The point I was making, that if a human can interpret the visual information it's given, then a car with a bigger sensor set can in theory do it too. It's all about software at that point, but there's no limitation on hardware here that a human doesn't have.

Yeah but... Tesla's claim is like saying the brain consumes about 20W, the car can deliver 20W so it's "ready to support an artifical brain". While that might be technically correct it is also grossly misleading, in that we don't have and don't really expect to have an AI working at all or so well and certainly not within the constraints of a human body in the foreseeable future. Same thing with cameras, I expect the first real SDCs to use optical and radar and lidar and every other trick in the book to overcome the shortcomings of the brain behind it. Same way some talk of trying to simulate the brain with >10 megawatt computers.

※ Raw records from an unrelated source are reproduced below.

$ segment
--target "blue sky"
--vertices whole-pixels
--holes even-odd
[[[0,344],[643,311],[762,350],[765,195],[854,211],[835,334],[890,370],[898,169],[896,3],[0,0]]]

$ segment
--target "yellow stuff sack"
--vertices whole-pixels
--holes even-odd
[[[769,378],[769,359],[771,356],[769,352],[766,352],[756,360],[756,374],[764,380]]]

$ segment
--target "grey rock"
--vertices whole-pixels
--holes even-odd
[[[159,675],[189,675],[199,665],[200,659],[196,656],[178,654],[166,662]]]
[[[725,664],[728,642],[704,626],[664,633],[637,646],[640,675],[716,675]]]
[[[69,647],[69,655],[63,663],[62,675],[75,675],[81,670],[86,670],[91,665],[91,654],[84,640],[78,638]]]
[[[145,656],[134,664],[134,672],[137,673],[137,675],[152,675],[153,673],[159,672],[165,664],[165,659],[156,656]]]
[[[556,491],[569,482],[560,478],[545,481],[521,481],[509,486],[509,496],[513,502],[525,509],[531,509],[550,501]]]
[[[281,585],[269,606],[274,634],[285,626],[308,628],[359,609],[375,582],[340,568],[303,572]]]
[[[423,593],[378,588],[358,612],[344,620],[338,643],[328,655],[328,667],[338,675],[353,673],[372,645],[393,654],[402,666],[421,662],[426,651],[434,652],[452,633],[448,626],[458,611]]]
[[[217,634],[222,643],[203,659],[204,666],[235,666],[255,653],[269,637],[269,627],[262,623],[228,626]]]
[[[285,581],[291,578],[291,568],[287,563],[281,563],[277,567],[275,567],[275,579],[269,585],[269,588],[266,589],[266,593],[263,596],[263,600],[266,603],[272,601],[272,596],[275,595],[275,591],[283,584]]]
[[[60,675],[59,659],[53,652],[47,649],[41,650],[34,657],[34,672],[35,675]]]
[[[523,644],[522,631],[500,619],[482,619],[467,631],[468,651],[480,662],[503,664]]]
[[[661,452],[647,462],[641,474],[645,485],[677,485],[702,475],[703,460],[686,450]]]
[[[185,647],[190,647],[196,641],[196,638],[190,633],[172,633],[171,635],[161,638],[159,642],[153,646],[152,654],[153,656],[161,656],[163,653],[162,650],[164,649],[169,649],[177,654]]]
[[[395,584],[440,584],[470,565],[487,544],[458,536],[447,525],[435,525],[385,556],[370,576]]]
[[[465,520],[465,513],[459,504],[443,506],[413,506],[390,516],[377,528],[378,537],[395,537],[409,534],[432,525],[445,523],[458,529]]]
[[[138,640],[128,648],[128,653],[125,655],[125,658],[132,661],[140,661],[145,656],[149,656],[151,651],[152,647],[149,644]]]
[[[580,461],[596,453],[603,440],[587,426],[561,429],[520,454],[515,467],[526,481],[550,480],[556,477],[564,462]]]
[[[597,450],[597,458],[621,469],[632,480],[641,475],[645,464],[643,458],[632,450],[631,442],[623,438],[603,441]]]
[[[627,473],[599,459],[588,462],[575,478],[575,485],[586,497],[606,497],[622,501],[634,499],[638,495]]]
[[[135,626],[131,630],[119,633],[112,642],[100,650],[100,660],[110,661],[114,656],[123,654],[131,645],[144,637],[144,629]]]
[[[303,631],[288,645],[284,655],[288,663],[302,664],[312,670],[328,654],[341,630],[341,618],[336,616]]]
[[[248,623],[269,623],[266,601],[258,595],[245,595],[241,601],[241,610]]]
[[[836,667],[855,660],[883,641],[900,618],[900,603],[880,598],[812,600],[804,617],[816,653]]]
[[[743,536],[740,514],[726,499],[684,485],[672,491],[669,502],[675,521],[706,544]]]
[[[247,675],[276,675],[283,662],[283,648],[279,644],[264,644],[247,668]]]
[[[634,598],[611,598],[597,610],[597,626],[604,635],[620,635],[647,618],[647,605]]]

Comment Re:Really? (Score 1) 242

You might be able to salvage ~20% of them with humans aboard. Might. Meanwhile, humans are a massive added source of additional risk to a mission; they dramatically increase spacecraft size, complexity / part count, consumables, and just in general make things far more difficult.

Having people on board cause their own problems, you wouldn't have to improvise CO2 filters on Apollo 13 if there was no one that needed oxygen so they might cause aborts too not just salvage them. Having humans on board will also limit your alternatives and lead to its own time constraints because you have to keep the crew alive. And most importantly, humans are not expendable and unmanned probes couldn't have any realistic return plan even if you wanted to so in most cases they still wouldn't be an option.

And it's not like NASA just send things out there with plan A and no plan B or a static programming they're stuck with. They try to find possible failure modes, emergency states, when the rovers get stuck on Mars they have huge team back on Earth trying to find out how to best wiggle free. That said, I think a research outpost on Mars could be useful. But as for the rocketry, most problems will be totally catastrophic no matter what. I'm sure there's a lot more practical issues to having an outpost a human could deal with, though I admit it's a bit circular because the reason to have an outpost is so people can be there. Otherwise you'd just send specialized probes to do their one thing.